“La memoria collettiva di una nazione è essenziale”

Queste le parole del presidente del Senato Pietro Grasso nell’intervista a Nuova Ecologia sul suo ultimo libro “Storie di sangue, amici e fantasmi. Ricordi di mafia”, dedicato ai ragazzi nati dopo il ’92. Il volume è stato presentato domenica 17 settembre a Festambiente Mediterraneo a Palermo

Pietro Grasso presidente del Senato

Domenica 17 settembre il presidente del Senato Pietro Grasso è stato a Festambiente Mediterraneo presso i Cantieri alla Zisa a Palermo. L’occasione è stata la prima presentazione palermitana del suo libro Storie di sangue, amici e fantasmi. Ricordi di mafia. Proprio prendendo spunto dall’uscita del suo ultimo libro lo abbiamo intervistato per Nuova Ecologia.

Il volume si apre con una lettera a Giovanni Falcone e si chiude con un’altra a Paolo Borsellino. È un libro quasi intimo, che intreccia memorie personali a un pezzo di storia del paese. Un affresco pubblico e privato, dedicato a suo nipote e a tutti i ragazzi nati dopo il 1992, l’anno degli omicidi di Capaci e di via D’Amelio, affinché conoscano i fatti di “un secolo di mafia e di antimafia”, ma soprattutto lo spirito di molti protagonisti di quelle vicende, a cominciare dal loro senso dello Stato.  La memoria, dunque, sembra avere un futuro, per dirla con parole di Sciascia, cui lei dedica un capitolo. È così?

Il passato contiene in sé i semi, le premesse del futuro: la memoria collettiva di una nazione è essenziale per disegnarne l’orizzonte. Se dimentichiamo ciò che siamo stati, se non sappiamo apprendere fino in fondo la lezione che deriva dalla conoscenza della nostra storia siamo inevitabilmente destinati a commettere nuovamente gli stessi errori.  Lo dico spesso, un popolo che teme il proprio passato mette a rischio il proprio domani. Forse è anche per questa ragione che ho voluto dedicare il mio ultimo libro ai ragazzi che – fortunatamente – non hanno vissuto l’orrore del 1992. Però devono sapere e, mi auguro, fare tesoro dell’esempio di grandi uomini come Falcone e Borsellino.

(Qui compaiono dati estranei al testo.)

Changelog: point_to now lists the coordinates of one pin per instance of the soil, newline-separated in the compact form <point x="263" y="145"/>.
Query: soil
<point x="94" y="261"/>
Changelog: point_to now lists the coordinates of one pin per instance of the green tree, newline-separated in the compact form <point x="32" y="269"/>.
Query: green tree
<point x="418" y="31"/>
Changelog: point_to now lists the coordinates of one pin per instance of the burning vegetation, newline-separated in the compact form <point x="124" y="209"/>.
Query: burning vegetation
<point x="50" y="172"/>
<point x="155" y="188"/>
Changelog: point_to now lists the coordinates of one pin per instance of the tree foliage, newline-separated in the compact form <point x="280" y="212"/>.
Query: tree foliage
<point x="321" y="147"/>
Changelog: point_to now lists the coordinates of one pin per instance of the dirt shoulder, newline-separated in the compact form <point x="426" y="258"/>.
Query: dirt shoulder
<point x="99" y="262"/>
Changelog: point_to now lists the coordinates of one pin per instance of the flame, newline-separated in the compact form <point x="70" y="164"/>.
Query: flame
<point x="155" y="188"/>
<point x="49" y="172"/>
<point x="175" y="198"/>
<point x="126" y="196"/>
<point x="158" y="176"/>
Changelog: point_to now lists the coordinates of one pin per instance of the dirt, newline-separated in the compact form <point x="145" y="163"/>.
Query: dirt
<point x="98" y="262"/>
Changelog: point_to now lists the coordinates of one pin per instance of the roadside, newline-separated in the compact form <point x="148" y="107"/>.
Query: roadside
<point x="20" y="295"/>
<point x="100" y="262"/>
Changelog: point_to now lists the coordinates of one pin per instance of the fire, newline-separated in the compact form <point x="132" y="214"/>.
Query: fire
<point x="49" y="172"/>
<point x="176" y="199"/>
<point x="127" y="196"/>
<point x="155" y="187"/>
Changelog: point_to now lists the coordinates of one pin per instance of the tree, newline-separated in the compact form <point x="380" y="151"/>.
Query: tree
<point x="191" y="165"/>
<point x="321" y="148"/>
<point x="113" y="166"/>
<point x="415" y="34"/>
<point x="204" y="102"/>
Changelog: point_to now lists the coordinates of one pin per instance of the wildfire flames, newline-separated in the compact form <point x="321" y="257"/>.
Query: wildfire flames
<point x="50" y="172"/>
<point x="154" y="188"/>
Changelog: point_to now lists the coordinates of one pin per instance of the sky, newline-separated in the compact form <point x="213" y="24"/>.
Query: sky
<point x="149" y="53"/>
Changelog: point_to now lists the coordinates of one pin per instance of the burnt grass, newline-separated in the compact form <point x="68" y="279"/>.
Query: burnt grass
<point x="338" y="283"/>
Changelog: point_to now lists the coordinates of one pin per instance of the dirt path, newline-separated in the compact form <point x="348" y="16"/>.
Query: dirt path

Nel ricordo dedicato a Padre Puglisi scrive: “Giorno dopo giorno ha educato migliaia di ragazzi, li ha resi consapevoli, desiderosi di rompere le catene che imprigionavano la Sicilia attraverso la cultura della legalità e della conoscenza. Nella mia esperienza di magistrato e di ex procuratore nazionale antimafia non posso che concordare pienamente con questa visione”. A che punto è oggi, in Italia e in Sicilia, “la cultura della legalità e della conoscenza”?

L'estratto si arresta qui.